This struct breaks an interface

I didn’t know how to word the title. But this object makes Juno throw errors.

For context. I have some objects which are located all over the place (memory-wise). I want to query them and pass them to Optim. But before that I want to place the query results in vectors in order to obtain better memory locality, as Optim will be accessing the results over and over, probably sequentially. I don’t know the size of the results (I know an upper bound at startup) and I also don’t want to allocate these vectors every time I query these objects. So I created a struct called MaterializedStuff which on creation allocates these vectors with a size larger than the known bound, and define a materialize!(ms::MaterializedStuff, stuff) function which collects the query results, writes them to vectors, and stores the vector size. Then I never access the vectors directly, I only access views. This is ok, because Optim will only be reading. Here’s my implementation:

mutable struct MaterializedStuff
    l::Int
    arr::Vector{Float64}
    MaterializedStuff(n::Int) = new(n, Vector{Float64}(undef, l))
end
Base.length(ms::MaterializedStuff) = getfield(ms, :l)
Base.getproperty(ms::MaterializedStuff, f::Symbol) = view(getfield(ms, f), 1:length(ms))

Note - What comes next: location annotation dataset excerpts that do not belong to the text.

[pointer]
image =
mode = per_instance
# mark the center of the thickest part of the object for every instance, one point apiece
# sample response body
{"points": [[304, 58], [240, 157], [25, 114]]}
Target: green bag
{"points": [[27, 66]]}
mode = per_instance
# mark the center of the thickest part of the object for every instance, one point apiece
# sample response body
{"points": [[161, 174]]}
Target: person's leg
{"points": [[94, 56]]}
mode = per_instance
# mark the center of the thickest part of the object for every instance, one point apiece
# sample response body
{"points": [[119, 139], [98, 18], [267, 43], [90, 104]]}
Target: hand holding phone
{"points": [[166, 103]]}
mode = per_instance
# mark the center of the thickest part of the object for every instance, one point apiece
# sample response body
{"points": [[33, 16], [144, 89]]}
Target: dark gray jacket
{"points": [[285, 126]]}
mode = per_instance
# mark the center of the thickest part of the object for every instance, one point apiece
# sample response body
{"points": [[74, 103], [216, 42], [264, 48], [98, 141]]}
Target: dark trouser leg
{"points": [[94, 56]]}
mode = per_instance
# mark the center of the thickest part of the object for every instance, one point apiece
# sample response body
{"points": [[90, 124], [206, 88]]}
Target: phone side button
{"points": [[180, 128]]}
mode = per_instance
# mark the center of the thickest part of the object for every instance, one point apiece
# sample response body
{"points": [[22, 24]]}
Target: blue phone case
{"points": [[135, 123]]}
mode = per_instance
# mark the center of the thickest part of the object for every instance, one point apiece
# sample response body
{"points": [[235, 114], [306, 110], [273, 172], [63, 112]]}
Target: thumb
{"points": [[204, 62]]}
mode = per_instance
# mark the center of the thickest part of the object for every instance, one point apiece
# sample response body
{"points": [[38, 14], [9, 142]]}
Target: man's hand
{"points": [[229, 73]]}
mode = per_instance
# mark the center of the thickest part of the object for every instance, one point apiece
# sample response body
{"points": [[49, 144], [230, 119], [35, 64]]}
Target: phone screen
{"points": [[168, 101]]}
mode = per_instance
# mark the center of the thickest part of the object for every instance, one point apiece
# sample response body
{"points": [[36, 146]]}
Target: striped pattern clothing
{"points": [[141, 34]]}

and the materialize! function is schematically

function materialize!(ms::MaterializedStuff, stuff)
    counter = 1
    for i in stuff
       if condition 
           write to ms.arr
           counter += 1
       end
       ms.l = counter
    end
end

The two important points are that A) materialize! sets ms.l which is only known at runtime (not to be confused with MaterializedStuff(n::Int), which is the upper bound known at startup time), and B) getproperty returns a view with a size equal to ms.l

I like this because as a user I can type ms.arr and be sure that it will have a variable size and won’t cause any allocations.

In Juno, this code:

ms = MaterializedStuff(100)
ms.

The moment I type the last dot . I get a Juno error:

Julia Client – Internal Error

MethodError: no method matching view(::Int64, ::UnitRange{Int64})
Closest candidates are:
  view(!Matched::AbstractUnitRange, ::AbstractUnitRange{var"#s91"} where var"#s91"<:Integer) at subarray.jl:167
  view(!Matched::StepRange, ::AbstractRange{var"#s91"} where var"#s91"<:Integer) at subarray.jl:175
  view(!Matched::StepRangeLen, ::OrdinalRange{var"#s91",S} where S where var"#s91"<:Integer) at subarray.jl:179
  ...
getproperty(::MaterializedStuff, ::Symbol) at replayer.jl:143
completionreturntype(::FuzzyCompletions.PropertyCompletion) at completions.jl:269
completion(::Module, ::FuzzyCompletions.PropertyCompletion, ::String) at completions.jl:179
_broadcast_getindex_evalf at broadcast.jl:648 [inlined]
_broadcast_getindex at broadcast.jl:621 [inlined]
getindex at broadcast.jl:575 [inlined]
macro expansion at broadcast.jl:932 [inlined]
macro expansion at simdloop.jl:77 [inlined]
copyto! at broadcast.jl:931 [inlined]
copyto! at broadcast.jl:886 [inlined]
copy at broadcast.jl:862 [inlined]
materialize at broadcast.jl:837 [inlined]
fuzzycompletionadapter(::String, ::String, ::String, ::Int64, ::Int64, ::Bool) at completions.jl:158
(::Atom.var"#275#276")(::Dict{String,Any}) at completions.jl:54
handlemsg(::Dict{String,Any}, ::Dict{String,Any}) at comm.jl:169
(::Atom.var"#31#33"{Array{Any,1}})() at task.jl:356

As a user I never access ms.l, but I guess Juno struct inspection call getproperty(ms, l) which acts with a view on an int.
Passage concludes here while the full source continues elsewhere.